Lorsque vous déplacez un fichier d’un dossier à un autre sur votre ordinateur, vous ne « reliez » pas le fichier. Vous le déplacez, tout simplement. Il existe quelque part un journal qui enregistre ce déplacement, et c’est ainsi que l’ordinateur sait où l’afficher. Les stablecoins fonctionnent de la même manière s’ils sont bien conçus : un paquet de valeur est récupéré dans un contexte et placé dans un autre. Ce sont les métadonnées qui le rendent lisible.

Les prochaines décennies de l’accès

Si l’histoire nous sert de guide, les 10, 20 ou 30 prochaines années feront à la monnaie ce que les 30 dernières ont fait à l’édition et au commerce. En jetant un regard en arrière sur le siècle dernier, la tendance apparaît clairement : la création du système de compensation Fedwire en 1918, l’arrivée de l’Internet grand public dans les années 1990, le déploiement des systèmes bancaires numériques dans les années 1980 et 2000, l’essor des téléphones mobiles dans les années 2000, le Bitcoin en 2009 et les stablecoins en 2014.

Si l’on se projette un siècle dans l’avenir, nous n’en sommes probablement encore qu’aux prémices des événements les plus marquants. Mais tous les catalyseurs et les conditions nécessaires à des changements radicaux qui redessineront le paysage financier sont déjà en place. Chacun veut croire que c’est son entreprise ou son projet qui rendra cela possible. C’est peut-être le cas. Mais il est plus probable que ce soit l’œuvre de nombreux projets, de nombreuses entreprises et de plusieurs générations de pionniers.

De la même manière que le protocole HTTP a permis à n’importe qui de publier une page web, les stablecoins et les protocoles permettent à n’importe qui de publier sur la couche de valeur, afin de créer des interactions économiques programmables, composables et stables, accessibles à tous, partout. Mondiaux par défaut. Toujours actifs par défaut. Personnalisables à l’infini pour un coût quasi nul. Les décennies à venir verront apparaître davantage d’écosystèmes, de blockchains, de stablecoins, de sites web, d’appareils, de réseaux plus rapides, et bien plus encore.

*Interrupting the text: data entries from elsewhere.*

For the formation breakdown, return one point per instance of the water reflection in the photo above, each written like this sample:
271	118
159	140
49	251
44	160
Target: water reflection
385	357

De nombreuses choses à la fois

Les dérivés ont moins d’importance individuellement que dans leur constellation. Ensemble, ils se renforcent mutuellement. C’est pourquoi l’avenir n’est pas à venir, il est déjà là. Notre travail consiste simplement à construire dessus.

Je me rappelle chaque jour que notre mission chez Brale est d’aider les autres à construire avec ces nouveaux outils. Pour réduire les frictions, accroître la liquidité, mettre plus rapidement sur le marché de nouveaux écosystèmes et de nouveaux produits afin qu’ils puissent tirer parti des dérivés les plus puissants de notre génération.